Sitting behind the wheel, I looked at the crisp fifty in triumph before tucking it into my pocket along with the wrinkly dollars and spare change the other customers had given me. But as I drove back to the store, I began thinking of all the things I could buy with that much money—a smart new dress, something with beading or fringe. A darling little cloche or headband. A pair of satin shoes for dancing.

And how many months’ rent would fifty bucks pay? I clenched my teeth. I didn’t need much—just a studio apartment with a little bath. My own space, in which I would do as I pleased, with no rules. I thought about the sheik, and the way he paid for his cigarettes with fifty-dollar bills. My pulse raced when I recalled how he’d leaned close to me, near enough for me to smell the smoke on his breath.

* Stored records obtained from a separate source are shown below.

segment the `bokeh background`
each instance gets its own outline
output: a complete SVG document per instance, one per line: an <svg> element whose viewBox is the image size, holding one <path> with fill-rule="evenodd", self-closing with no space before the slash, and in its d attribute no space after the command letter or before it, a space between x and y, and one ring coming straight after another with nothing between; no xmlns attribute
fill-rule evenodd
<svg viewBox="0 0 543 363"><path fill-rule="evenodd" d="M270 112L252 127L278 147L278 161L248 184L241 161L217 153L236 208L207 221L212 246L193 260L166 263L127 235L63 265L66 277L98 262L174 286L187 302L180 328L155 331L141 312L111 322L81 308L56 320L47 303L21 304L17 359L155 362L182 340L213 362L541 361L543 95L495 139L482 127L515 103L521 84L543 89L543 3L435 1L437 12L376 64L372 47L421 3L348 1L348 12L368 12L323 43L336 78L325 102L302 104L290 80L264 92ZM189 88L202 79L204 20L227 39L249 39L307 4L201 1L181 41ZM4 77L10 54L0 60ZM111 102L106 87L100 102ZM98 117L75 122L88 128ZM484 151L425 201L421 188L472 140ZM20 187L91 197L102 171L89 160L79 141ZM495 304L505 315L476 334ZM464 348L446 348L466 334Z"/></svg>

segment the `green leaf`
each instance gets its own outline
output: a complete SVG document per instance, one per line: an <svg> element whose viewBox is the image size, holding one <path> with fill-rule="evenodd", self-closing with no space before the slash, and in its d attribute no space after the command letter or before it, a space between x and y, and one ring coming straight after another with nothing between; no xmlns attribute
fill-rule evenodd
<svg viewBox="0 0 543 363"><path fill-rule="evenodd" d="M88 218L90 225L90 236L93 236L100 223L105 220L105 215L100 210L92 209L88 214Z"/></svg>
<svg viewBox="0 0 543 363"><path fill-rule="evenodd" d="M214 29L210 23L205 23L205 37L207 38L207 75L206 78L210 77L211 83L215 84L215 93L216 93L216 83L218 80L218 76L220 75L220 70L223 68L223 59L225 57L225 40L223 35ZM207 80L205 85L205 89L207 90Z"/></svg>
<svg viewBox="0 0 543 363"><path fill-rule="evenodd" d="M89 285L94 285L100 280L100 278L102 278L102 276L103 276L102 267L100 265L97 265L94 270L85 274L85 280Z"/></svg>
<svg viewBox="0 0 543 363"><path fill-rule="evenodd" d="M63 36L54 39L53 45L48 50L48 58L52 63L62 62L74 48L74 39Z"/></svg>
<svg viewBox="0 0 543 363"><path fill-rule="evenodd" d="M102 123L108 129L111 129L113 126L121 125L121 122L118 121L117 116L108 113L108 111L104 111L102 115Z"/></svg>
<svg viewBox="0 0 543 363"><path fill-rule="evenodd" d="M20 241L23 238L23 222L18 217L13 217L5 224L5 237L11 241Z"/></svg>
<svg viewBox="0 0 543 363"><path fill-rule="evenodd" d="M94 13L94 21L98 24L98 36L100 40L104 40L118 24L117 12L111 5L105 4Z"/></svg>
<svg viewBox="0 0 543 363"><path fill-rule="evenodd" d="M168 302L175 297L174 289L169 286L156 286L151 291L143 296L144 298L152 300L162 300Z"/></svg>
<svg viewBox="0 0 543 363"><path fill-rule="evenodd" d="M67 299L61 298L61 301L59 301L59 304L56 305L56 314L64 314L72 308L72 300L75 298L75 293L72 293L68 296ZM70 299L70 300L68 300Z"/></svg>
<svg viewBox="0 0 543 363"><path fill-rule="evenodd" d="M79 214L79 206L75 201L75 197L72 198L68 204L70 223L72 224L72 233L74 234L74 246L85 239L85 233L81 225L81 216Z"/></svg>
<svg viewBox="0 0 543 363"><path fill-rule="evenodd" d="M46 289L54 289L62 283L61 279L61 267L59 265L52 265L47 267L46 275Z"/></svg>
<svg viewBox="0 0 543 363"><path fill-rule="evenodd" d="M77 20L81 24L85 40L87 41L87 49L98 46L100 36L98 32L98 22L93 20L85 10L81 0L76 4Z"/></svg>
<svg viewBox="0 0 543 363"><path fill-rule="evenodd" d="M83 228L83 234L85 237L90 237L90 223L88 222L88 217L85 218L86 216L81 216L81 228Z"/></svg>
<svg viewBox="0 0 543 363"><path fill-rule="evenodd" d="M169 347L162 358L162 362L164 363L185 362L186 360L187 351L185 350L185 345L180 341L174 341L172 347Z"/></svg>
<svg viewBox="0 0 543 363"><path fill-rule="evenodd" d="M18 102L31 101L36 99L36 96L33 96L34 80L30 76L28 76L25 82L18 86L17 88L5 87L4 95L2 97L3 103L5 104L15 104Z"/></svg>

After parking in the alley behind the store, I peeked into the front but saw Joey at the register, so I headed up the steps to Bridget’s apartment. The smell of fresh-baked bread hit me in the stairwell and my stomach growled when I saw the two loaves on the kitchen counter. “Bread’s done, help yourself,” Bridget called from the front room, where the radio played “I’m Nobody’s Baby.” Humming along, I cut two thick slices and slathered them with butter. Bridget’s cooking and baking skills trumped mine by a mile, and I nearly moaned as I sank my teeth into the doughy white softness. She wandered in a minute later with two-year old Charlie on her hip. “Oh, it’s you,” she said. “I thought it was Joey.”

“Does that mean I have to put the bread back?” I mumbled, my mouth full.